The hours for food service workers begin at 5 a.m. and end sometime between 8 and 9 p.m. Terranova has been trained in the various jobs needed to make food services work at Trinity Regional Medical Center. The job areas include: baking, cooking, tray line, diet office, caf, catering and Java City. "I stop by the kitchen and can help as needed.
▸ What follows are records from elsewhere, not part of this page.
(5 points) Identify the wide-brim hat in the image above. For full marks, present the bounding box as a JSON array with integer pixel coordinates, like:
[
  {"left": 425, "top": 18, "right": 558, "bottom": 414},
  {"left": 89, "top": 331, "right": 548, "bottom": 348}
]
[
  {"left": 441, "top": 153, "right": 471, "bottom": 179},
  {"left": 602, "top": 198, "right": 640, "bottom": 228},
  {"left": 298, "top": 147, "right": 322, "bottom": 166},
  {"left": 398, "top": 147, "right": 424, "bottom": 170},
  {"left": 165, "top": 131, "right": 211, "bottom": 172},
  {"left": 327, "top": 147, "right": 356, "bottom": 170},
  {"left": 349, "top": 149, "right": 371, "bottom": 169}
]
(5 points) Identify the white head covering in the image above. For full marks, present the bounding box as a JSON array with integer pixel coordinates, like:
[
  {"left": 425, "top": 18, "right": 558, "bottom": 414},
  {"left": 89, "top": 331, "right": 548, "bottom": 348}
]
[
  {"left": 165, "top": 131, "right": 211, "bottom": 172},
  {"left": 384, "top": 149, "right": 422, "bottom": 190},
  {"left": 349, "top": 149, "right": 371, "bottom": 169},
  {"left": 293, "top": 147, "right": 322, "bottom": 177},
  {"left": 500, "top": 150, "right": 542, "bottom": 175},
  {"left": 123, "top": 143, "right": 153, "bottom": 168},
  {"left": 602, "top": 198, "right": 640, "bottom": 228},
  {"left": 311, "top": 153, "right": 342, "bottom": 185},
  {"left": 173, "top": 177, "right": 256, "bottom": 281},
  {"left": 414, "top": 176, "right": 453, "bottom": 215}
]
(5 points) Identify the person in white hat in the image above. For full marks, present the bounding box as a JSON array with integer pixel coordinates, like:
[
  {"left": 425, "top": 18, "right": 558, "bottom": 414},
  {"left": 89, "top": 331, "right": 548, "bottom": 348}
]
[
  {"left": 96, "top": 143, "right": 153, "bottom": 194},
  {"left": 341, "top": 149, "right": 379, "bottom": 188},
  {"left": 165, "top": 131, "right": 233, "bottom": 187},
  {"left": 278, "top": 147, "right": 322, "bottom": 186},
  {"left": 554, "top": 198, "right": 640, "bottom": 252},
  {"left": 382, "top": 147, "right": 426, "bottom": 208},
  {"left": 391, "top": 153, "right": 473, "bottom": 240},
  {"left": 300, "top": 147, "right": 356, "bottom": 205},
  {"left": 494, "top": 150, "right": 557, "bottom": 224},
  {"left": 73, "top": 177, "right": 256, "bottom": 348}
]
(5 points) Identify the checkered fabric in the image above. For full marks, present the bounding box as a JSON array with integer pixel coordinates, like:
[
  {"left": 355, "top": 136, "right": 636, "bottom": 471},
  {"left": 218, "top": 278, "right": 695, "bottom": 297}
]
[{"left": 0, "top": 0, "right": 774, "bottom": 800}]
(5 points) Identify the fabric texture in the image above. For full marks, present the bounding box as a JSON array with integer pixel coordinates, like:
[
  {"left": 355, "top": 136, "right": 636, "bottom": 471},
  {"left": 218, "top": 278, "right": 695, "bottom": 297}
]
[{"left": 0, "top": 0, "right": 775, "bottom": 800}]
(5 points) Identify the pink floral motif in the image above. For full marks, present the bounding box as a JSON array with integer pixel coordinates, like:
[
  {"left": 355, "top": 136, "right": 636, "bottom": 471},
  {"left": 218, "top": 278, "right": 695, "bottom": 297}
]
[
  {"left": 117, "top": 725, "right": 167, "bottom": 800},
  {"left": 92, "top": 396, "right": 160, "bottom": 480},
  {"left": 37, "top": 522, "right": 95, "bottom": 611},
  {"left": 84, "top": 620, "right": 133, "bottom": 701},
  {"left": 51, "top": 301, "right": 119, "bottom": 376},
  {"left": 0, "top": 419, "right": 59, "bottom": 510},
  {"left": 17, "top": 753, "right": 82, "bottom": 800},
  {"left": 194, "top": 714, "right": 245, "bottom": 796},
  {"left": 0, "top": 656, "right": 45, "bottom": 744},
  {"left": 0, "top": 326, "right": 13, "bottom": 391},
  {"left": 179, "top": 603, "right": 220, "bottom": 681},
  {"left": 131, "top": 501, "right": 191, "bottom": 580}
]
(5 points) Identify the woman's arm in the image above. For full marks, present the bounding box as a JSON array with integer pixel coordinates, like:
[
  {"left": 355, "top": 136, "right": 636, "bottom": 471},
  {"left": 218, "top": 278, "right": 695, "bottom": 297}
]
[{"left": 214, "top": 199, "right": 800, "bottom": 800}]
I'm good at problem solving and getting equipment to work," Terranova said.
She is thankful to work with a cooperative staff who are able to make adjustments and flow with changes as needed. "We do a lot of cross-training so that everyone is able to help each other," Terranova said.
Quick, nutritious meals for breakfast and lunch are the heart of what Terranova offers staff and visitors. "We have a lot of staff who have their favorite days for breakfast items such as our biscuits and gravy or breakfast wraps," she said. These are two of the special items prepared fresh at the grill offered throughout the week in addition to the standard eggs, bacon, french toast, pancakes, etc. Guests also find grab and go items like muffins, fruit, donuts or cinnamon rollsa Sunday favorite.
The lunch and supper menu varies according to the four week cycle Terranova arranges. Diners always have a burger and chicken sandwich from the grill to choose from, make-your-own deli cold sandwiches and of course the hot entree, starch and vegetable of the day. "We also have pizza and one or two soups every day," added Terranova.
Terranova takes holidays into account when planning menus for the cafeteria. "Staff are working and away from family on those special days, so we try to offer some special menus to make working the holiday a bit easier," she said. For instance on the 4th of July, grilled hot dogs were a popular choice.
Trinity Regional Medical Center is a great place according to Terranova. She appreciates all the health initiatives and programs the hospital offers its employees. Recently Trinity opened an exercise facility for employees to use. "The hospital hosts fun events for staff throughout the year such as the employee picnic or staff Christmas party," Terranova said. When those events require food, she is the one who puts everything together.
Java City is the newest addition to the retail food services at TRMC. The baristas there serve a variety of espresso based coffee drinks, including the popular Javalanche blended drink. Java City also offers smoothies, sodas, fresh baked goods and quick grab-and-go items for lunch on the run. The friendly staff are able to answer questions about the beverages and help customers make informed choices.
Catering at Trinity can involve anything from simple boxed lunches to full prime rib dinners depending on the needs and budget of the guests. Terranova has helped to arrange everything from department or staff meeting lunches to employee recognition dinners. She is currently making dining arrangements for all the COO's of the Iowa Health System who will be meeting at Trinity. "I really enjoy getting to meet so many people from the different departments and from outside the hospital too," said Terranova.